Les rues sont emplies d’hommes et de femmes joyeux, les enfants jouent bruyamment. Glaces, vin rouge et hot dogs, éclats de rire et selfies. Nous sommes le 14 juillet, en France. Mon premier 14 juillet en métropole depuis 2011. Notre premier ensemble, à la maison. Paris est magnifique en cette fraîche soirée d’été. Si je devais ne montrer qu’une image de mon pays à un étranger curieux de savoir ce qui est typiquement Français, alors je voudrais lui montrer ça. Toute ma vie, je n’ai pas souvent été fier de mon pays. Depuis Charlie et le Bataclan, je suis fier de faire partie de cette société qui sait faire la fête, qui n’a pas peur de sortir boire et danser dans les rues, jeunes ou vieux, noirs, jaunes ou blancs, voilées, enturbannés ou torse nu. Ca rigole fort, ça picole, ça se chamaille. Je suis ému de me sentir chez moi, de m’y sentir bien. Comme le dit mon copain Florian, l’herbe n’est pas plus verte, ni ici ni ailleurs. Avoir goûté tellement d’ambiances et de climats me fait apprécier les moindres détails de ce qui m’est inconnu mais aussi de ce qui m’est le plus familier.
Le voyage s’est brusquement achevé, à un moment où nous étions prêts pour cela. C’est un coup du destin qui a écrit pour nous cette fin que nous peinions à imaginer. Bien des mois ont passé durant lesquels l’angoisse de revenir et la douloureuse perspective de replonger dans une vie « ordinaire » m’ont hanté. Et puis tout a changé. Mon séjour à Chom Thong en novembre, puis notre passage à Taiwan et au Japon m’ont permis d’envisager sereinement ce retour, le hasard l’aura simplement hâté.
Marion écrit que notre couple a été mis à rude épreuve. C’est peu de le dire. Il en ressort méconnaissable. Au cours de ce voyage, notre relation a évolué au-delà de ce que j’aurais jamais pu espérer. Cela ne présume bien entendu en rien de l’avenir mais je le regarde avec un optimisme profond, ancré dans une grande confiance en Marion et en moi.

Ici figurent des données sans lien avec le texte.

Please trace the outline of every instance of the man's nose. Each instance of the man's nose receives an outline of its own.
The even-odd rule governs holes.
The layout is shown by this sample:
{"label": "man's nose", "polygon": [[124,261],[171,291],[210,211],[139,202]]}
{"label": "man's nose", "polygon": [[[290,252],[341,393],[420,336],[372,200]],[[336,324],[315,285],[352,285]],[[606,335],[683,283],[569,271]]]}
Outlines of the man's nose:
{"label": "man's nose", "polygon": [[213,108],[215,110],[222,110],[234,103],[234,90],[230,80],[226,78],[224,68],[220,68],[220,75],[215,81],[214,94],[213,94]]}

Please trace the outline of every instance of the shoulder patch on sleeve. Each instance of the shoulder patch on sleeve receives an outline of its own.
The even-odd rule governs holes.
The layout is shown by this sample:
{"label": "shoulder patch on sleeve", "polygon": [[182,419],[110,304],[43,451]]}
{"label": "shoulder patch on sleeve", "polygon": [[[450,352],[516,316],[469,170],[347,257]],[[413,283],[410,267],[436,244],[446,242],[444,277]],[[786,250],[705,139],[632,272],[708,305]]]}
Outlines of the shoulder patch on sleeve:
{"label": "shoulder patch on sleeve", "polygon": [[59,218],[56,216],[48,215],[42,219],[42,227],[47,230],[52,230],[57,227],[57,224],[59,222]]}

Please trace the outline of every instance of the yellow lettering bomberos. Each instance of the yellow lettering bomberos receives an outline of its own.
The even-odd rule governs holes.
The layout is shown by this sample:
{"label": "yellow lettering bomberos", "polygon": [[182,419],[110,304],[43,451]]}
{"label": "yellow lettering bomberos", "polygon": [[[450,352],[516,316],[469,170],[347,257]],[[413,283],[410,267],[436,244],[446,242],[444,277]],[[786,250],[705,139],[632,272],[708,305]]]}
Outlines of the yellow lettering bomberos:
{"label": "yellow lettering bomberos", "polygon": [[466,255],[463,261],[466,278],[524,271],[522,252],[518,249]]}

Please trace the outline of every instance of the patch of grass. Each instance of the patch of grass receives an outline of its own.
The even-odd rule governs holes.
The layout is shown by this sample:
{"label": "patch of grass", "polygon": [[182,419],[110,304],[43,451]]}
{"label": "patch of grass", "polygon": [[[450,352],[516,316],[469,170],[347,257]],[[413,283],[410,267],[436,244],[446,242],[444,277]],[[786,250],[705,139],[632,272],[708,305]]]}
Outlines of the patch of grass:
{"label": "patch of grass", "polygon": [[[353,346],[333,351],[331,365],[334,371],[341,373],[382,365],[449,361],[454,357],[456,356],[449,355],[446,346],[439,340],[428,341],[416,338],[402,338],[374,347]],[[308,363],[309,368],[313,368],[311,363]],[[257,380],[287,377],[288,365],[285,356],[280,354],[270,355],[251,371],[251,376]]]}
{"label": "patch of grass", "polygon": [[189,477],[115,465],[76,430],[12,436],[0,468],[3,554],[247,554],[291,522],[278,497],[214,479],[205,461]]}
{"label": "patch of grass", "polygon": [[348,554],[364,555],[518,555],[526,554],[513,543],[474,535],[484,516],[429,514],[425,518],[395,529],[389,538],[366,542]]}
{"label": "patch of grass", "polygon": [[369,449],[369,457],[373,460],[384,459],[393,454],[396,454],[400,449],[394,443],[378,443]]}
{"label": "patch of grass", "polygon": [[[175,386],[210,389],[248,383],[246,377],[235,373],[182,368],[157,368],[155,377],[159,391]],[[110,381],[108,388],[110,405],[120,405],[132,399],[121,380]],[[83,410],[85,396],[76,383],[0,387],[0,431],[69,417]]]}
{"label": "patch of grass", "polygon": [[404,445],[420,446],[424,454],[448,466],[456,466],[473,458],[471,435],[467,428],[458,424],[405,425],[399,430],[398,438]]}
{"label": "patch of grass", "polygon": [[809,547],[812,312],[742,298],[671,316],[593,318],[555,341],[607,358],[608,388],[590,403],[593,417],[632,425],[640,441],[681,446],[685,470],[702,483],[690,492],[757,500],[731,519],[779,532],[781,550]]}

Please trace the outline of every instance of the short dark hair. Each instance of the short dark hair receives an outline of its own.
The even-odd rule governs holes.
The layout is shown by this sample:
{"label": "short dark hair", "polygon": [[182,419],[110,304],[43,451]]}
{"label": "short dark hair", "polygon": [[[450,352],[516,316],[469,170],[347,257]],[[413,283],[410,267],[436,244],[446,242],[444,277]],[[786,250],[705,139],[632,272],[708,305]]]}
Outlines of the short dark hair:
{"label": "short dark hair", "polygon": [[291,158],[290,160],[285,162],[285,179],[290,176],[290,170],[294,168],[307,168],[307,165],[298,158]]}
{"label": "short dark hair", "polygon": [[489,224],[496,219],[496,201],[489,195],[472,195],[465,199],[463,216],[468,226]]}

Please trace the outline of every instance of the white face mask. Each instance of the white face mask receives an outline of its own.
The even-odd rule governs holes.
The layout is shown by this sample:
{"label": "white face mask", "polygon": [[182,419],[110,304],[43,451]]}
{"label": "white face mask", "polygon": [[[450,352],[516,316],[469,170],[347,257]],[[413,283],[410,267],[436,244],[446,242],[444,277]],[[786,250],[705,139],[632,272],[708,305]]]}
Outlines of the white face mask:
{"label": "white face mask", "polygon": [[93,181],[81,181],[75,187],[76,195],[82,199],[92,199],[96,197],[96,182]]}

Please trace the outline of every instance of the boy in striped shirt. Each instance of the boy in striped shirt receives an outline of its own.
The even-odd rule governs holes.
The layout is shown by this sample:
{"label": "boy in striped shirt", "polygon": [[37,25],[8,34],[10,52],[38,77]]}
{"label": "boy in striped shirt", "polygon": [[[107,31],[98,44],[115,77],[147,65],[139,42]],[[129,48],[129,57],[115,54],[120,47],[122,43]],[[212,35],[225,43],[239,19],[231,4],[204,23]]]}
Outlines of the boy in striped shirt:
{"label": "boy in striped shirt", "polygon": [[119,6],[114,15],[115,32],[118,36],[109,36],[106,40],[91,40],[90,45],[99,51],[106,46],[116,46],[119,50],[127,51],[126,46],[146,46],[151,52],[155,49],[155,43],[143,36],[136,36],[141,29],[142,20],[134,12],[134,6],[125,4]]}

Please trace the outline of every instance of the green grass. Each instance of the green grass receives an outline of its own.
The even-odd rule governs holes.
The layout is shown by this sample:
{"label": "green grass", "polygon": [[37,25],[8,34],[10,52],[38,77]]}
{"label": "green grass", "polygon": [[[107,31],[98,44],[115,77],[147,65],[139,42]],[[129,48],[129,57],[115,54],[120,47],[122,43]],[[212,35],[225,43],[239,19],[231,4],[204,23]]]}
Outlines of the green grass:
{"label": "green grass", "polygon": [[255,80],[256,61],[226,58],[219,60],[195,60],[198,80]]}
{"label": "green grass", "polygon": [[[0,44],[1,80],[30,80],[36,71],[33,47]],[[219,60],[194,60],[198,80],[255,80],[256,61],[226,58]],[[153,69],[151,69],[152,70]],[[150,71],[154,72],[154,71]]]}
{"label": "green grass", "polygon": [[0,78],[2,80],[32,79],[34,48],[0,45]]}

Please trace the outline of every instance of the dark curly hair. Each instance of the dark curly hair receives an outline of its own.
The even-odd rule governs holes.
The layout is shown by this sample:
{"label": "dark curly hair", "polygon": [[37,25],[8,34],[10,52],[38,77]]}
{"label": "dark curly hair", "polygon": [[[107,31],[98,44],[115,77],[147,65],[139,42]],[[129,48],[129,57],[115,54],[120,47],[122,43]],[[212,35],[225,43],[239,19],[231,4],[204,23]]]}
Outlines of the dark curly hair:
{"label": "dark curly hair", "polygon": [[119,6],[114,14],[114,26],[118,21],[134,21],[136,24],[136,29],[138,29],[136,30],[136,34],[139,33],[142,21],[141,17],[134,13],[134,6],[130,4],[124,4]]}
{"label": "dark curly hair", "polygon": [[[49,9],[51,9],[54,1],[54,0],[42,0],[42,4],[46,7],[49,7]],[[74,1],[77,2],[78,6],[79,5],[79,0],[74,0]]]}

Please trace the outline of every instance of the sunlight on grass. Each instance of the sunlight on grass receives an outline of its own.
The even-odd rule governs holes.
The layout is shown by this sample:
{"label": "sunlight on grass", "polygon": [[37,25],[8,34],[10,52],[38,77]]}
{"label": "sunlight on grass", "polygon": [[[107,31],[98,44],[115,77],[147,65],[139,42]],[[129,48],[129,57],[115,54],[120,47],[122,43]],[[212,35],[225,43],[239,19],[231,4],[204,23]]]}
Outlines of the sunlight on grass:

En effet, au cours de ce voyage, je n’ai pas appris de nouvelle langue mais j’ai appris à avoir et à faire confiance. Confiance en moi et dans les autres, confiance dans ma capacité à jauger les intentions de la personne en face de moi. Cet apprentissage a des effets incroyablement positifs sur la qualité de nos vies. Ce voyage se voulait une exploration géographique, physique. Il aura été surtout une exploration de l’humain. Il y a quatre ans, une telle phrase dans un récit de voyage m’aurait agacé. Elle m’aurait semblé vide de sens et prétentieuse. Aujourd’hui, elle me semble avec honnêteté correspondre à ce que nous avons vécu.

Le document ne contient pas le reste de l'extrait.